Reconnection: SSE reconnects automatically on drop. Use Last-Event-ID header if you need resume support.

Pattern D: WebSocket

For agents where the user might need to send mid-run input (cancel, clarify, redirect).

WS /agent/ws

Client → Server: { type: "run", query: "...", session_id: "..." }
Server → Client: { type: "progress", phase: "parsing", message: "..." }
Server → Client: { type: "progress", phase: "querying", message: "..." }
Server → Client: { type: "done", answer: "...", citations: [...] }
Server → Client: { type: "error", message: "..." }

Client → Server: { type: "cancel" }  ← user can send mid-run

Implementation:

# FastAPI WebSocket
@app.websocket("/agent/ws")
async def websocket_endpoint(ws: WebSocket):
    await ws.accept()
    try:
        while True:
            msg = await ws.receive_json()
            if msg["type"] == "run":
                async for event in run_pipeline_streaming(msg["query"]):
                    await ws.send_json(event)
            elif msg["type"] == "cancel":
                break  # handle cancellation
    except WebSocketDisconnect:
        pass

Use SSE instead if you don't need bidirectional communication — SSE is simpler, works over HTTP/2, and doesn't require a persistent connection manager.

Pattern E: Webhook

For third-party platforms that push events to your server (Slack, GitHub, Stripe, Linear, etc.).
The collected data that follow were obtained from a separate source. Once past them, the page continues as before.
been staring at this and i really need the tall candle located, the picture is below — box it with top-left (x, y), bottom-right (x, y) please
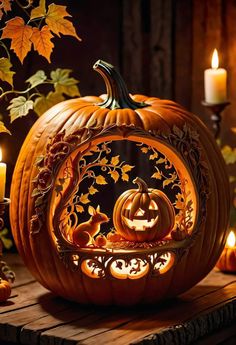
top-left (204, 49), bottom-right (227, 103)
top-left (0, 147), bottom-right (6, 202)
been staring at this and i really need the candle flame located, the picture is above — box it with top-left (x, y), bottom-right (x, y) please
top-left (0, 148), bottom-right (2, 162)
top-left (227, 231), bottom-right (236, 248)
top-left (211, 49), bottom-right (219, 69)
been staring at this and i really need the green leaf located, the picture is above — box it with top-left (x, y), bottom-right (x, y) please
top-left (0, 121), bottom-right (11, 135)
top-left (34, 91), bottom-right (65, 116)
top-left (26, 70), bottom-right (47, 88)
top-left (221, 145), bottom-right (236, 165)
top-left (8, 96), bottom-right (34, 123)
top-left (50, 68), bottom-right (80, 97)
top-left (0, 57), bottom-right (15, 86)
top-left (1, 236), bottom-right (13, 250)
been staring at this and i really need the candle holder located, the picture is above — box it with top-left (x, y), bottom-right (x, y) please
top-left (201, 101), bottom-right (230, 140)
top-left (0, 198), bottom-right (15, 283)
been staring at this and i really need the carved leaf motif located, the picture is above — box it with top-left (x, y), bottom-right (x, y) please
top-left (95, 175), bottom-right (107, 185)
top-left (2, 17), bottom-right (33, 63)
top-left (122, 164), bottom-right (134, 173)
top-left (150, 152), bottom-right (158, 160)
top-left (31, 26), bottom-right (54, 62)
top-left (109, 170), bottom-right (119, 183)
top-left (79, 193), bottom-right (90, 204)
top-left (122, 173), bottom-right (129, 182)
top-left (173, 125), bottom-right (184, 138)
top-left (111, 155), bottom-right (120, 166)
top-left (0, 58), bottom-right (15, 85)
top-left (152, 171), bottom-right (162, 180)
top-left (88, 185), bottom-right (98, 195)
top-left (99, 157), bottom-right (108, 165)
top-left (45, 4), bottom-right (81, 40)
top-left (141, 147), bottom-right (148, 153)
top-left (75, 205), bottom-right (84, 213)
top-left (156, 157), bottom-right (166, 164)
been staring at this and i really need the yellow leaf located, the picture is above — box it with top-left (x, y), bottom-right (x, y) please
top-left (156, 157), bottom-right (166, 164)
top-left (109, 170), bottom-right (119, 183)
top-left (141, 147), bottom-right (148, 153)
top-left (79, 193), bottom-right (90, 204)
top-left (152, 171), bottom-right (162, 180)
top-left (30, 0), bottom-right (46, 20)
top-left (26, 70), bottom-right (47, 88)
top-left (51, 68), bottom-right (80, 97)
top-left (0, 0), bottom-right (12, 19)
top-left (88, 185), bottom-right (98, 195)
top-left (122, 164), bottom-right (134, 173)
top-left (31, 26), bottom-right (54, 62)
top-left (221, 145), bottom-right (236, 165)
top-left (46, 4), bottom-right (81, 40)
top-left (0, 57), bottom-right (14, 86)
top-left (75, 205), bottom-right (84, 213)
top-left (150, 152), bottom-right (158, 160)
top-left (122, 173), bottom-right (129, 182)
top-left (0, 121), bottom-right (11, 135)
top-left (95, 175), bottom-right (107, 185)
top-left (111, 155), bottom-right (120, 166)
top-left (34, 91), bottom-right (64, 117)
top-left (8, 96), bottom-right (34, 123)
top-left (100, 157), bottom-right (108, 165)
top-left (2, 17), bottom-right (33, 63)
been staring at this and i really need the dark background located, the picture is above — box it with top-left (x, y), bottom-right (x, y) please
top-left (0, 0), bottom-right (236, 233)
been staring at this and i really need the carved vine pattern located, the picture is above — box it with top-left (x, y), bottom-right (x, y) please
top-left (30, 123), bottom-right (210, 278)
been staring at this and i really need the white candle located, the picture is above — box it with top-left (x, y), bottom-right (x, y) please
top-left (0, 147), bottom-right (6, 202)
top-left (204, 49), bottom-right (227, 103)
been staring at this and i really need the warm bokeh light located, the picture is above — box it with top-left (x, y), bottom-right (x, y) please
top-left (211, 49), bottom-right (219, 69)
top-left (0, 147), bottom-right (2, 162)
top-left (227, 231), bottom-right (236, 248)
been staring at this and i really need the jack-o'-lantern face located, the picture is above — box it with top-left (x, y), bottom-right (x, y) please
top-left (113, 177), bottom-right (175, 242)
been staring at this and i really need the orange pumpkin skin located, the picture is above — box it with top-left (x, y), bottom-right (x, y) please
top-left (216, 248), bottom-right (236, 272)
top-left (0, 280), bottom-right (11, 303)
top-left (113, 177), bottom-right (175, 242)
top-left (10, 60), bottom-right (230, 306)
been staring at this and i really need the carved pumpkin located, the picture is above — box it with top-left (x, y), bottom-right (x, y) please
top-left (113, 177), bottom-right (175, 242)
top-left (0, 279), bottom-right (11, 303)
top-left (10, 60), bottom-right (230, 306)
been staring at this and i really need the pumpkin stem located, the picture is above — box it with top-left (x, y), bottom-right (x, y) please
top-left (133, 177), bottom-right (149, 192)
top-left (93, 60), bottom-right (148, 110)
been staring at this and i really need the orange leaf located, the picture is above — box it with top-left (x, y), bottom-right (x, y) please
top-left (30, 0), bottom-right (46, 20)
top-left (0, 0), bottom-right (12, 19)
top-left (2, 17), bottom-right (33, 63)
top-left (45, 4), bottom-right (81, 40)
top-left (31, 26), bottom-right (54, 62)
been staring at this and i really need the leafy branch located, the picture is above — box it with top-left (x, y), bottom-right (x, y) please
top-left (0, 0), bottom-right (81, 133)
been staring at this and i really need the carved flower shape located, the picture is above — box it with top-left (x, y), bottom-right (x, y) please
top-left (37, 168), bottom-right (53, 190)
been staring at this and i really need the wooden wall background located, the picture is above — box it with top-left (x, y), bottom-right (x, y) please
top-left (1, 0), bottom-right (236, 199)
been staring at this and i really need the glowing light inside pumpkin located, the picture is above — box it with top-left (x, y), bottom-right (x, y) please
top-left (110, 259), bottom-right (150, 279)
top-left (124, 201), bottom-right (159, 231)
top-left (153, 252), bottom-right (175, 274)
top-left (226, 231), bottom-right (236, 248)
top-left (211, 49), bottom-right (219, 69)
top-left (0, 148), bottom-right (2, 162)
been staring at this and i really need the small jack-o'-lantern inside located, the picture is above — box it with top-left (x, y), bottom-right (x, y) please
top-left (10, 60), bottom-right (230, 306)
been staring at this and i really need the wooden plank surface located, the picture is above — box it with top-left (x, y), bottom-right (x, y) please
top-left (0, 254), bottom-right (236, 345)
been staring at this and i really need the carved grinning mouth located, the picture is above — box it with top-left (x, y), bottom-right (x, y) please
top-left (122, 215), bottom-right (159, 231)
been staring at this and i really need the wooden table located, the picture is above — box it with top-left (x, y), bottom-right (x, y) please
top-left (1, 254), bottom-right (236, 345)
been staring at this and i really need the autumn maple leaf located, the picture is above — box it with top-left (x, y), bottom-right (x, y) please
top-left (31, 26), bottom-right (54, 62)
top-left (2, 17), bottom-right (33, 63)
top-left (46, 4), bottom-right (81, 40)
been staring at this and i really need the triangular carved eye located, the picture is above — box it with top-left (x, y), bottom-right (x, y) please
top-left (135, 208), bottom-right (145, 216)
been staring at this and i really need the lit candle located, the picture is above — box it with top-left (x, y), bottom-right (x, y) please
top-left (0, 147), bottom-right (6, 202)
top-left (204, 49), bottom-right (227, 103)
top-left (216, 230), bottom-right (236, 272)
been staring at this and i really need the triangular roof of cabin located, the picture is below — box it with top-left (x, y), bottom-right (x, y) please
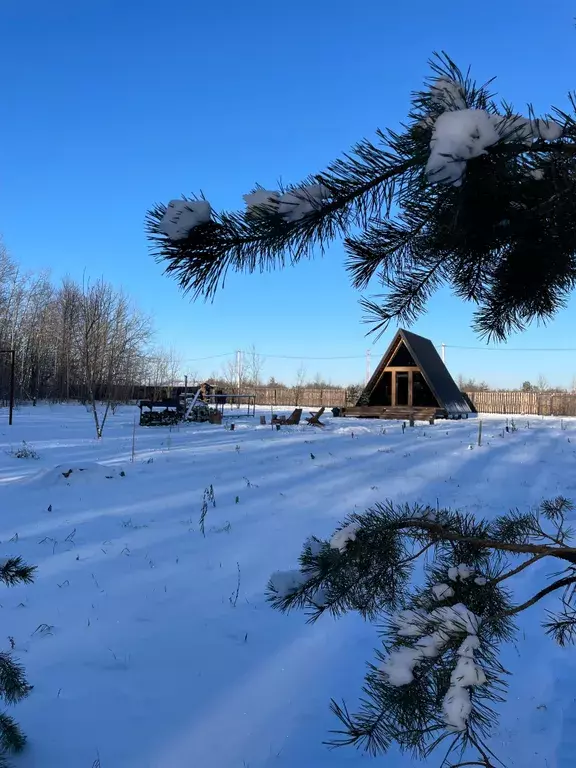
top-left (359, 329), bottom-right (471, 416)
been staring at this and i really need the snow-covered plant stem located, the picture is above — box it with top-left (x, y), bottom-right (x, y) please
top-left (267, 496), bottom-right (576, 767)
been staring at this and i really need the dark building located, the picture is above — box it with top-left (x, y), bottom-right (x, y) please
top-left (341, 329), bottom-right (471, 420)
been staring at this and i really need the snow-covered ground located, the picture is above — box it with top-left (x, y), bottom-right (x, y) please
top-left (0, 404), bottom-right (574, 768)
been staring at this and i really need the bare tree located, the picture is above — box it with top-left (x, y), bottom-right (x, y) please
top-left (0, 239), bottom-right (185, 411)
top-left (243, 345), bottom-right (266, 387)
top-left (292, 363), bottom-right (307, 406)
top-left (220, 357), bottom-right (240, 390)
top-left (144, 347), bottom-right (182, 398)
top-left (76, 278), bottom-right (151, 438)
top-left (308, 371), bottom-right (332, 388)
top-left (457, 375), bottom-right (490, 392)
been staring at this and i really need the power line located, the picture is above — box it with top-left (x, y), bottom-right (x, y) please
top-left (182, 351), bottom-right (366, 362)
top-left (256, 353), bottom-right (365, 360)
top-left (180, 343), bottom-right (576, 366)
top-left (445, 345), bottom-right (576, 352)
top-left (181, 352), bottom-right (236, 362)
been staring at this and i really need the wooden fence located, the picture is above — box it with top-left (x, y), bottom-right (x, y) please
top-left (252, 386), bottom-right (348, 407)
top-left (26, 384), bottom-right (576, 416)
top-left (247, 388), bottom-right (576, 415)
top-left (465, 391), bottom-right (576, 417)
top-left (255, 388), bottom-right (576, 415)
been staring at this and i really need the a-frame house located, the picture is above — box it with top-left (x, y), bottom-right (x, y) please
top-left (341, 329), bottom-right (472, 420)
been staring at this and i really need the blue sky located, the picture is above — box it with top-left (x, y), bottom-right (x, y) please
top-left (3, 0), bottom-right (576, 387)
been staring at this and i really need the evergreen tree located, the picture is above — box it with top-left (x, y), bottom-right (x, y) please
top-left (146, 53), bottom-right (576, 342)
top-left (0, 557), bottom-right (35, 766)
top-left (267, 498), bottom-right (576, 767)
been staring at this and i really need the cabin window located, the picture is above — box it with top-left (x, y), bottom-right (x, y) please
top-left (389, 343), bottom-right (417, 367)
top-left (412, 371), bottom-right (438, 407)
top-left (369, 371), bottom-right (392, 406)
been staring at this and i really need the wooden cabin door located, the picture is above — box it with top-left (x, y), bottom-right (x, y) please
top-left (395, 372), bottom-right (409, 406)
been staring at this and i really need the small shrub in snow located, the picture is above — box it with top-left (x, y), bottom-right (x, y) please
top-left (267, 496), bottom-right (576, 767)
top-left (9, 442), bottom-right (39, 460)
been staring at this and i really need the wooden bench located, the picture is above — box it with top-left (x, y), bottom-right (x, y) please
top-left (272, 408), bottom-right (303, 426)
top-left (306, 407), bottom-right (325, 427)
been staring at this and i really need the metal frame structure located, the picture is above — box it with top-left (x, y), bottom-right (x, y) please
top-left (0, 350), bottom-right (15, 425)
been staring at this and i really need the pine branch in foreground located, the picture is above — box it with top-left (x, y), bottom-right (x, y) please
top-left (147, 53), bottom-right (576, 341)
top-left (0, 558), bottom-right (35, 765)
top-left (266, 497), bottom-right (576, 767)
top-left (0, 713), bottom-right (26, 755)
top-left (0, 558), bottom-right (36, 588)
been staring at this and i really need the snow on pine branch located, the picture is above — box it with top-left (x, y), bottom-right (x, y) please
top-left (430, 77), bottom-right (467, 110)
top-left (330, 522), bottom-right (360, 553)
top-left (242, 189), bottom-right (280, 213)
top-left (432, 583), bottom-right (454, 600)
top-left (448, 563), bottom-right (474, 582)
top-left (443, 633), bottom-right (486, 731)
top-left (382, 574), bottom-right (486, 732)
top-left (425, 78), bottom-right (563, 186)
top-left (277, 184), bottom-right (330, 222)
top-left (269, 537), bottom-right (324, 598)
top-left (269, 565), bottom-right (327, 608)
top-left (269, 568), bottom-right (311, 598)
top-left (158, 199), bottom-right (212, 240)
top-left (244, 184), bottom-right (330, 222)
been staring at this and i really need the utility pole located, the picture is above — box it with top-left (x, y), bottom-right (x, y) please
top-left (441, 343), bottom-right (446, 363)
top-left (184, 374), bottom-right (188, 398)
top-left (236, 350), bottom-right (243, 406)
top-left (0, 350), bottom-right (16, 425)
top-left (365, 349), bottom-right (371, 385)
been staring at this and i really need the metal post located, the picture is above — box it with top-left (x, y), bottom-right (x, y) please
top-left (365, 349), bottom-right (371, 385)
top-left (184, 374), bottom-right (188, 398)
top-left (441, 343), bottom-right (446, 363)
top-left (9, 350), bottom-right (15, 426)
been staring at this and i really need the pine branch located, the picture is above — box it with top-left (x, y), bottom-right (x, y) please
top-left (0, 559), bottom-right (35, 762)
top-left (0, 558), bottom-right (36, 588)
top-left (500, 575), bottom-right (576, 618)
top-left (0, 712), bottom-right (26, 754)
top-left (492, 554), bottom-right (546, 584)
top-left (147, 152), bottom-right (419, 302)
top-left (147, 52), bottom-right (576, 340)
top-left (385, 516), bottom-right (576, 565)
top-left (543, 608), bottom-right (576, 646)
top-left (0, 655), bottom-right (32, 706)
top-left (267, 497), bottom-right (576, 766)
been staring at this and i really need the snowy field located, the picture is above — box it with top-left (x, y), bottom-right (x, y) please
top-left (0, 404), bottom-right (575, 768)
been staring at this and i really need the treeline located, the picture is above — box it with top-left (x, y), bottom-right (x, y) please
top-left (0, 243), bottom-right (180, 404)
top-left (457, 375), bottom-right (576, 394)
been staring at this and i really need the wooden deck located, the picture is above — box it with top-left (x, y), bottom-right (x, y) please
top-left (339, 405), bottom-right (447, 421)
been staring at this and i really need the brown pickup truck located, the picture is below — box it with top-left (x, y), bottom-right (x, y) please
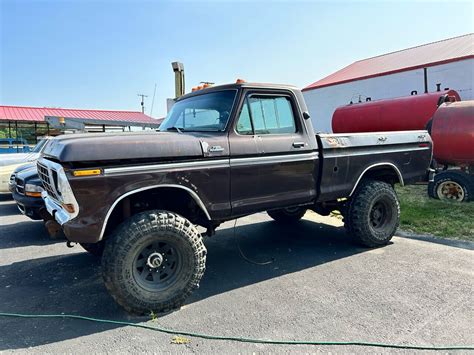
top-left (38, 82), bottom-right (433, 314)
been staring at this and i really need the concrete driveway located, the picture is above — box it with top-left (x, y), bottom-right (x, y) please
top-left (0, 194), bottom-right (473, 353)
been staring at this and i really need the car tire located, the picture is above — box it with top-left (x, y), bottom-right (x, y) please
top-left (80, 242), bottom-right (105, 257)
top-left (428, 171), bottom-right (473, 202)
top-left (101, 210), bottom-right (206, 315)
top-left (267, 207), bottom-right (307, 223)
top-left (345, 180), bottom-right (400, 247)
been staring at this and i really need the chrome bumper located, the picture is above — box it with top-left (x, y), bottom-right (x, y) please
top-left (42, 191), bottom-right (70, 225)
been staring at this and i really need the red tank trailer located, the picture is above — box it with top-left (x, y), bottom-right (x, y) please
top-left (332, 90), bottom-right (460, 133)
top-left (430, 101), bottom-right (474, 166)
top-left (331, 92), bottom-right (473, 202)
top-left (427, 101), bottom-right (474, 202)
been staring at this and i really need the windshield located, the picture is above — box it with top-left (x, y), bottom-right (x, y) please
top-left (31, 138), bottom-right (48, 153)
top-left (160, 90), bottom-right (237, 132)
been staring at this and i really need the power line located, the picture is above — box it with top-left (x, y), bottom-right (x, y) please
top-left (150, 84), bottom-right (157, 117)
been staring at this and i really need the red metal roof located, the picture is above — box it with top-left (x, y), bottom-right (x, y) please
top-left (303, 33), bottom-right (474, 91)
top-left (0, 105), bottom-right (162, 125)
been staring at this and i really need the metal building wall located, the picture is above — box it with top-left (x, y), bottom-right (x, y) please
top-left (303, 58), bottom-right (473, 133)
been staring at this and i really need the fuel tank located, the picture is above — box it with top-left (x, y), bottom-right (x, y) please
top-left (430, 101), bottom-right (474, 166)
top-left (332, 90), bottom-right (461, 133)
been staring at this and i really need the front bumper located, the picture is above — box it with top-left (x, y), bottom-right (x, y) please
top-left (42, 190), bottom-right (71, 225)
top-left (12, 190), bottom-right (45, 220)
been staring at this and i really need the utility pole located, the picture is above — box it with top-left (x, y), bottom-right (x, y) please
top-left (137, 93), bottom-right (148, 113)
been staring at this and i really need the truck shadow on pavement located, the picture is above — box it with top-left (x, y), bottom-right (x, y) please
top-left (0, 218), bottom-right (367, 350)
top-left (0, 220), bottom-right (64, 249)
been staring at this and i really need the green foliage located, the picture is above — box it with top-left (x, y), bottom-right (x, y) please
top-left (396, 185), bottom-right (474, 241)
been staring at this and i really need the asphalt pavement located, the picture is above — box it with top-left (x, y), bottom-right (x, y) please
top-left (0, 193), bottom-right (473, 353)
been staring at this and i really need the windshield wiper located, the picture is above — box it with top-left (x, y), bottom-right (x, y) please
top-left (165, 126), bottom-right (183, 133)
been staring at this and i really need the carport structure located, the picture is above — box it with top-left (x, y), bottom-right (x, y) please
top-left (0, 105), bottom-right (162, 148)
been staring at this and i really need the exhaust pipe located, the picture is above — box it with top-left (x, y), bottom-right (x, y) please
top-left (171, 61), bottom-right (185, 98)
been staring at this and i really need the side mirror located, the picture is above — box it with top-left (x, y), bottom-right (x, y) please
top-left (303, 111), bottom-right (310, 120)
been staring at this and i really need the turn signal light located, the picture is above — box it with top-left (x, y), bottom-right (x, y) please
top-left (62, 203), bottom-right (76, 213)
top-left (236, 78), bottom-right (246, 84)
top-left (72, 169), bottom-right (102, 177)
top-left (25, 191), bottom-right (42, 198)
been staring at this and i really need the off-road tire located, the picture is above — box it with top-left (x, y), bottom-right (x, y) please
top-left (80, 242), bottom-right (105, 257)
top-left (428, 171), bottom-right (473, 202)
top-left (101, 210), bottom-right (206, 315)
top-left (267, 207), bottom-right (307, 223)
top-left (345, 180), bottom-right (400, 247)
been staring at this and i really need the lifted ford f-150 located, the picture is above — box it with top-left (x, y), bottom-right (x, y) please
top-left (38, 82), bottom-right (433, 314)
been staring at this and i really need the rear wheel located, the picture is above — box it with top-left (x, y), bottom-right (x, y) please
top-left (267, 206), bottom-right (307, 223)
top-left (345, 180), bottom-right (400, 247)
top-left (428, 171), bottom-right (473, 202)
top-left (101, 210), bottom-right (206, 315)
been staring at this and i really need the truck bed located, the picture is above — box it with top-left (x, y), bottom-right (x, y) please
top-left (316, 130), bottom-right (432, 201)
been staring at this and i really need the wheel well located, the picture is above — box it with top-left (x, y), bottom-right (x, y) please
top-left (350, 164), bottom-right (403, 196)
top-left (102, 187), bottom-right (209, 239)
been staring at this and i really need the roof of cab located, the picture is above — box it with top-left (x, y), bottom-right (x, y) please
top-left (178, 82), bottom-right (298, 101)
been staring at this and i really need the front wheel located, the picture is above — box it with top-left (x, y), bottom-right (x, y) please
top-left (101, 210), bottom-right (207, 315)
top-left (267, 206), bottom-right (307, 223)
top-left (345, 180), bottom-right (400, 247)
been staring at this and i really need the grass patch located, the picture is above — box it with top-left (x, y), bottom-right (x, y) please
top-left (396, 184), bottom-right (474, 241)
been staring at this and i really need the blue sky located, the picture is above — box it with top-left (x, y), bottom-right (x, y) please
top-left (1, 0), bottom-right (473, 118)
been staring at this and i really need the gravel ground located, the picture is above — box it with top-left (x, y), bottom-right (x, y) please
top-left (0, 194), bottom-right (473, 353)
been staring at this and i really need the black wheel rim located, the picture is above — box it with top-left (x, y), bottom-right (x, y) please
top-left (369, 199), bottom-right (392, 231)
top-left (132, 241), bottom-right (182, 291)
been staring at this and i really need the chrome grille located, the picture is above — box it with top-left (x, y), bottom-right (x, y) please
top-left (15, 177), bottom-right (24, 195)
top-left (37, 161), bottom-right (60, 201)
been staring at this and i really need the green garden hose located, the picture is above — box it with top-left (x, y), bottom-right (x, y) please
top-left (0, 312), bottom-right (473, 351)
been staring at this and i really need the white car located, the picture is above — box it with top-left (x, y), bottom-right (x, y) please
top-left (0, 138), bottom-right (50, 167)
top-left (1, 162), bottom-right (30, 193)
top-left (0, 138), bottom-right (52, 193)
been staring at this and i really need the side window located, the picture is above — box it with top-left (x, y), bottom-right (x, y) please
top-left (247, 96), bottom-right (296, 135)
top-left (236, 101), bottom-right (253, 135)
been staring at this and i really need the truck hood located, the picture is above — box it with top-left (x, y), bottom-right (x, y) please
top-left (41, 131), bottom-right (208, 163)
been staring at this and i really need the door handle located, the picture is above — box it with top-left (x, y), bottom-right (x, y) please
top-left (292, 142), bottom-right (305, 148)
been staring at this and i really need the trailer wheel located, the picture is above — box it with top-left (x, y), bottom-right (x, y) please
top-left (80, 242), bottom-right (105, 257)
top-left (267, 206), bottom-right (307, 223)
top-left (428, 171), bottom-right (473, 202)
top-left (345, 180), bottom-right (400, 247)
top-left (101, 210), bottom-right (206, 315)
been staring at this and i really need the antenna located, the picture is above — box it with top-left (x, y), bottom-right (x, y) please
top-left (137, 93), bottom-right (148, 113)
top-left (200, 81), bottom-right (215, 85)
top-left (150, 84), bottom-right (157, 117)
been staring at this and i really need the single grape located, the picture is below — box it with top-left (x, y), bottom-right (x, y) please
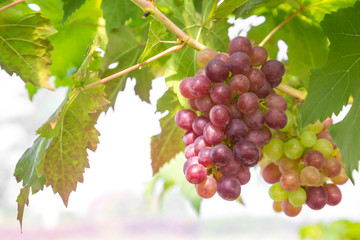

The 3-second problem: Most platforms require an HTTP 200 within 3 seconds. Your agent takes 20 seconds. Never run the agent synchronously in the webhook handler.

Platform → POST /webhook/slack     (must return 200 within 3s)
         ← 200 OK                  (ack immediately)
         → background task starts  (run agent async)
         → POST back to platform   (send result when done)

Implementation:

@app.post("/webhook/slack")
async def slack_webhook(request: Request):
    # 1. Verify signature FIRST — reject invalid requests immediately
    await verify_signature(request)

    # 2. Parse payload
    payload = await request.json()

    # 3. Ack immediately — do NOT await the agent
    asyncio.create_task(handle_slack_event(payload))
    return {"ok": True}  # 200 returned before agent starts

async def handle_slack_event(payload):
    result = await asyncio.to_thread(run_pipeline, payload["query"])
    await post_to_slack(payload["channel"], result)

Signature verification (required for security — see Step 4):

Slack: HMAC-SHA256 of request body with signing secret, check X-Slack-Signature
GitHub: HMAC-SHA256 with webhook secret, check X-Hub-Signature-256
Stripe: timestamp + payload signature, check Stripe-Signature
Generic: implement the same pattern for any platform

Deduplication: Platforms retry on failure. Use the event ID to deduplicate:

processed_events = set()  # or Redis SET with TTL

async def handle_slack_event(payload):
    event_id = payload.get("event_id")
    if event_id in processed_events:
        return  # already handled
    processed_events.add(event_id)
    ...

Pattern F: Message Queue

For background jobs, high volume, or when you need retryable work with guaranteed delivery.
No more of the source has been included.